Children who don't experience cuddling have been found to have lower levels of oxytocin and vasopressin the two hormones that play an important role in stress and social behaviours, this can lead to these children growing up and having difficulties in forming attachments in adulthood.

Showing your child love and affection and having a secure attachment doesn't cause your child to be less independent and clingy, in fact it helps them to be confident, less self conscious, more outgoing and adventurous.

I don't where this notion that loving a child too much spoils them but there is a big problem in the south asian community and particularly Bengali background, where showing love and affection to your children is almost unheard of but beating them into oblivion is good because it teaches them a lesson.

Parents rarely if ever show love and affection to their children at an age they can actually remember it. They do of course love us and show it in their own way and struggle their whole lives to make our lives more comfortable. But telling their child they love them, are proud of them, kissing them, hugging them or anything like that is not common.

Forget the expression of love and affection and lets talk about something even more detrimental to children's' mental health and well-being, parents taking their anger out on their child. So many mums beat their child, scream at them day and night because they're angry about something else.

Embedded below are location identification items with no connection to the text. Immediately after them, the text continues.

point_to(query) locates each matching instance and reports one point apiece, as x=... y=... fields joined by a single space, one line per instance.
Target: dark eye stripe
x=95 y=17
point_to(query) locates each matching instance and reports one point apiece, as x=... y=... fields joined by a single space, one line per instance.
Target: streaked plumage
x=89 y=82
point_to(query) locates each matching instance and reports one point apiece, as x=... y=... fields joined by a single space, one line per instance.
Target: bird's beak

The number of times I've seen or heard parents taking that anger too far and physically beating a child over the most minor thing like tidying up. Children grow up to be adults who also find it hard to show affection and find it difficult to manage anger. They grow up resenting their parents (at least for a time), thinking their parents hate them or that they can never do anything right.

There are of course exceptions to this and not all parents were like this but more often than not this is what I hear from those around me growing up.

Islam teaches us to treat children fairly, to show them love and affection because this is what makes good human beings.
During the time of the Prophet pbuh some people who were not able to understand the power of expressing love to children wondered why the Prophet (peace and blessings be upon him) played with children and took such an interest in them. Narrated Abu Hurairah (may Allah be pleased with him) 
Allah’s Messenger kissed Al-Hasan ibn `Ali while Al-Aqra` ibn Habis At-Tamimi was sitting with him . Al-Aqra` said, “I have ten children and have never kissed one of them.” The Prophet cast a look at him and said, “Whoever is not merciful to others will not be treated mercifully.” (Al-Bukhari)
Don't get me wrong I'm not the perfect parent. Sometimes I shout when my daughter pushes my buttons too much, sometimes I get annoyed when she whinges for what seems to me like no reason. But I hope and pray I never take my anger out on her, that I don't just shout at her without explaining what she has done wrong in a calm manner that I don't go overboard with the telling her off because I have other issues I'm dealing with that have nothing to do with her. I pray that I never dismiss her feelings and emotions, that I listen to her, never let her feel like I hate her or that she isn't loved and that I'm able to help mould her into a loving, compassionate and confident person inshaAllah.
The next time someone tells you that you're spoiling your child by holding them too much, throw caution to the wind and hold them tighter.

My child is mine so I will continue to cuddle too much, love too much, and if that's spoiling her, then I will spoil too much.